Black is beautiful

Die Cook Islands mit ihrer Hauptstadt Avarua, immerhin 13.000 Einwohner, liegen inmitten der riesigen Weiten des Südpazifik, sind aber dank einer hausgroßen Satelittenschüssel super gut an das Internet angebunden. Eine SIM Karte inkl. 3 GB Datenvolumen können Gäste für 33,-€ erstehen. Damit funktionierte das bordeigene wlan der Barbaco wieder richtig gut und es gab zum Frühstück endlich mal wieder Nachrichten aus aller Welt. 🙂

Meine Sorge, mit der zerrissenen Sprayhood weiter segeln zu müssen, war zum Glück unbegründet.
Schnell fanden wir die Firma „South Pacific Canvas“. Zur Auftragsvergabe fuhr Stefan mit seinem Pritschenwagen Sybille, Dieter und Klaus zurück in den Hafen um die defekte Sprayhood in seine Werkstatt mitzunehmen. Und schon nach drei Tagen montierte er den neuen Spritzschutz über dem Niedergang der Barbaco! Er ist perfekt zugeschnitten, passt besser als der alte und macht einen qualitativ sehr hochwertigen Eindruck. Einzig bei der Farbwahl gab es Einschränkungen. 😉

Die Wartetage nutzte ich um den Innenraum der Barbaco über und unter den Bodenbrettern gründlich mit Süßwasser zu spülen um so das Salz vom Wassereinbruch des letzten Törns zu entfernen.
Dazu kam der Test aller elektronischen Geräte.
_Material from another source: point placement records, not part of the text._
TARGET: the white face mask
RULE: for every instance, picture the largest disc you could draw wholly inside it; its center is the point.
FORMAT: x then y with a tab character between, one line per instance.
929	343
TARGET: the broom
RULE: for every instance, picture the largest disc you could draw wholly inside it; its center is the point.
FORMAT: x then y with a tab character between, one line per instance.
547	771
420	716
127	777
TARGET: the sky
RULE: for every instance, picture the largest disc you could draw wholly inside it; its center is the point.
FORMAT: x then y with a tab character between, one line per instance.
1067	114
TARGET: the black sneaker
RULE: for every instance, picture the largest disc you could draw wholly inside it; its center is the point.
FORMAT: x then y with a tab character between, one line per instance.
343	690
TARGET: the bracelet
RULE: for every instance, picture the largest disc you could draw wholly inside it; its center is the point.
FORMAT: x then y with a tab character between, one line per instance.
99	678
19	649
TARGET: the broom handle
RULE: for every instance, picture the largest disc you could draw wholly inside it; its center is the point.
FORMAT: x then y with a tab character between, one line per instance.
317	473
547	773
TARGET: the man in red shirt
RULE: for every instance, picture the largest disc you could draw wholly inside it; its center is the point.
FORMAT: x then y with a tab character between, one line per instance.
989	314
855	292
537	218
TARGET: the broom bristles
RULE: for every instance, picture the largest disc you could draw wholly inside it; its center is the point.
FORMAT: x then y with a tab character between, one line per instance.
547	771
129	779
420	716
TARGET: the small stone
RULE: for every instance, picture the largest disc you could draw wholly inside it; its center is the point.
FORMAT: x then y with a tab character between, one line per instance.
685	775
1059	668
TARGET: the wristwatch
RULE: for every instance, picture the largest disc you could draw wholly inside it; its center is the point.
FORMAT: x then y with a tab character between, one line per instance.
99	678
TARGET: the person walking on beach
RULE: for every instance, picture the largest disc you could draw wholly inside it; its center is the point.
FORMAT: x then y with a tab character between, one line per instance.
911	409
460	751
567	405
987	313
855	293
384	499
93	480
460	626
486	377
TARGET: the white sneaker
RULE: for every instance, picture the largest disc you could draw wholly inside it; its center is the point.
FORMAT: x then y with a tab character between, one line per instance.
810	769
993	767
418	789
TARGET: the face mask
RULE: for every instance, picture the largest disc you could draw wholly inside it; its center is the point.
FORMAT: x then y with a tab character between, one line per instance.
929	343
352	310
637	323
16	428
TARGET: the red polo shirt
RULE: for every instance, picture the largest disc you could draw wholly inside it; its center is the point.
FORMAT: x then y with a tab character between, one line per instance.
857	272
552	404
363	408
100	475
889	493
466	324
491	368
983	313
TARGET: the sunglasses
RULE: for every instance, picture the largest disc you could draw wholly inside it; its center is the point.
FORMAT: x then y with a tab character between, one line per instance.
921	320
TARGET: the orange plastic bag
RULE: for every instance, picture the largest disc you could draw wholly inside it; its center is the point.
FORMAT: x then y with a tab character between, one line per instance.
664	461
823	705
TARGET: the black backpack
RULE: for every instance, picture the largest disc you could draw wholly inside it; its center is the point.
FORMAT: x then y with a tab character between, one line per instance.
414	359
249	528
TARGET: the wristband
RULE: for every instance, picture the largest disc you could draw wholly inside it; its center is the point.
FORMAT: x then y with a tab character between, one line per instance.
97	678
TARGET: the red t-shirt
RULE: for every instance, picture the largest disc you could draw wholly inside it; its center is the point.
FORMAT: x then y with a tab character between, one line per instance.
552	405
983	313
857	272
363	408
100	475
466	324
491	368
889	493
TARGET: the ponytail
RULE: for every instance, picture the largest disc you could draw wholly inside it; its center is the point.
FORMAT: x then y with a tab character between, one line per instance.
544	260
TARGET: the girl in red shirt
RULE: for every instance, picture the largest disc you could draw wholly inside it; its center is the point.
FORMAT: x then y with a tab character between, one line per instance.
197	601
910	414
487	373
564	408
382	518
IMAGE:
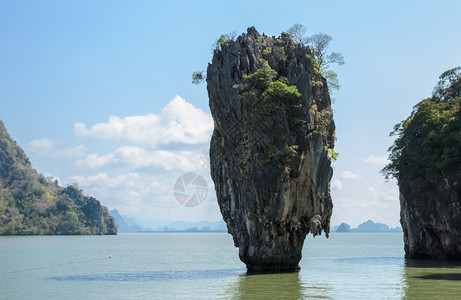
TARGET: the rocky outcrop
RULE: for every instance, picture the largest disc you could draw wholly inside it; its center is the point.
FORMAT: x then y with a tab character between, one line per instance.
269	153
431	219
31	204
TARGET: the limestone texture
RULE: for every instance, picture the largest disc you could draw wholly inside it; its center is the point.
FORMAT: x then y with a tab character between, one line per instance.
270	152
431	219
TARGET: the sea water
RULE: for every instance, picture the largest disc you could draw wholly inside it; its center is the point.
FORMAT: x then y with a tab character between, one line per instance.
206	266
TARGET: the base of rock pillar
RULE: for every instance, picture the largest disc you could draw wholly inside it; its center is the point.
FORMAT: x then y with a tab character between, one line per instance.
253	269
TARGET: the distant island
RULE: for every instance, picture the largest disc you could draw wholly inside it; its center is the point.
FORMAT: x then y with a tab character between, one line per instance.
368	226
128	225
31	204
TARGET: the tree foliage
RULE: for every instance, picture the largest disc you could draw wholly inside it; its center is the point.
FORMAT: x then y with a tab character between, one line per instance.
428	144
33	204
318	44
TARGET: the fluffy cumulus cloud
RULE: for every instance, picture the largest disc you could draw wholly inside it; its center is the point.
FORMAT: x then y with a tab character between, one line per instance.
350	175
136	158
42	146
377	160
337	185
179	122
48	147
78	151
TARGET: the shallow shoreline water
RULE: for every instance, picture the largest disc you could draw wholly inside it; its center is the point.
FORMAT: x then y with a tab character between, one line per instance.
206	266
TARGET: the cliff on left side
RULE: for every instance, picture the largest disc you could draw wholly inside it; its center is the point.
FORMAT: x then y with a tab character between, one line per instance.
31	204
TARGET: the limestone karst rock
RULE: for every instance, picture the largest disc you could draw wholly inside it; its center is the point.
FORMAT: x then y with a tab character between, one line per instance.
426	160
431	221
270	152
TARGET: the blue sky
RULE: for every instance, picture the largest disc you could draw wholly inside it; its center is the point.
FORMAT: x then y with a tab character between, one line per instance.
99	92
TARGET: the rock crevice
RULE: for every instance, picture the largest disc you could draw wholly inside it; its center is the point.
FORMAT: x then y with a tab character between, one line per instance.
269	153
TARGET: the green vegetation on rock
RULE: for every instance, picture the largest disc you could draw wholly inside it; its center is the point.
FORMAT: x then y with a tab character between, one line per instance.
31	204
428	145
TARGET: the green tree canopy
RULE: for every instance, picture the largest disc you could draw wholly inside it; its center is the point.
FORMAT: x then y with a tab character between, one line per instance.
319	43
428	143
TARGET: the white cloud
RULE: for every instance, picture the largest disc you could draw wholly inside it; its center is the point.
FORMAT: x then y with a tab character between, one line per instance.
377	160
41	146
389	195
48	147
350	175
78	151
136	157
103	180
337	185
179	122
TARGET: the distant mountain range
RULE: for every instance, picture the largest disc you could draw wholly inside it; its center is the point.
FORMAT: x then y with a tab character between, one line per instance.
368	226
126	224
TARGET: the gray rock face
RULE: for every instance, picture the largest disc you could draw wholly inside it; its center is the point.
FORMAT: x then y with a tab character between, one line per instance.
431	221
269	153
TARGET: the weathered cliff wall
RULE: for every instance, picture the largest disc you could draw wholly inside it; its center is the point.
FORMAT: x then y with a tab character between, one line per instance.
431	220
269	153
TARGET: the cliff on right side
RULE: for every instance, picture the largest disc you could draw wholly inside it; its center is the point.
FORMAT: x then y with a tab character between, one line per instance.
426	160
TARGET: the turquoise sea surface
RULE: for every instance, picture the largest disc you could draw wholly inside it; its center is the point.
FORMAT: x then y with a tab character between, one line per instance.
206	266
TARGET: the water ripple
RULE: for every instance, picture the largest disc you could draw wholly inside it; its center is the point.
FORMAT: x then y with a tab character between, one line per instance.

Einzig der ehemals teuere spritzwassergeschützte Batteriemonitor von „phillippi“ hat versagt. Ein großer Verlust ist das nicht – er hat noch nie wirklich zuverlässig den Ladezustand der Bordbatterien angezeigt.

Wie fast jede Insel unserer Pazifikreise umrundeten wir auch Rarotonga auf ihrer 32 km langen Küstenstraße mit einem Leihwagen.
Der war gar nicht so einfach zu bekommen! Die Cook Islands gehören zu Neuseeland und dort sind gerade Winterferien. So ist die Insel für zwei Wochen rappelvoll mit neuseeländischen Familien, die hier ein paar Tage den Sonnenschein genießen wollen.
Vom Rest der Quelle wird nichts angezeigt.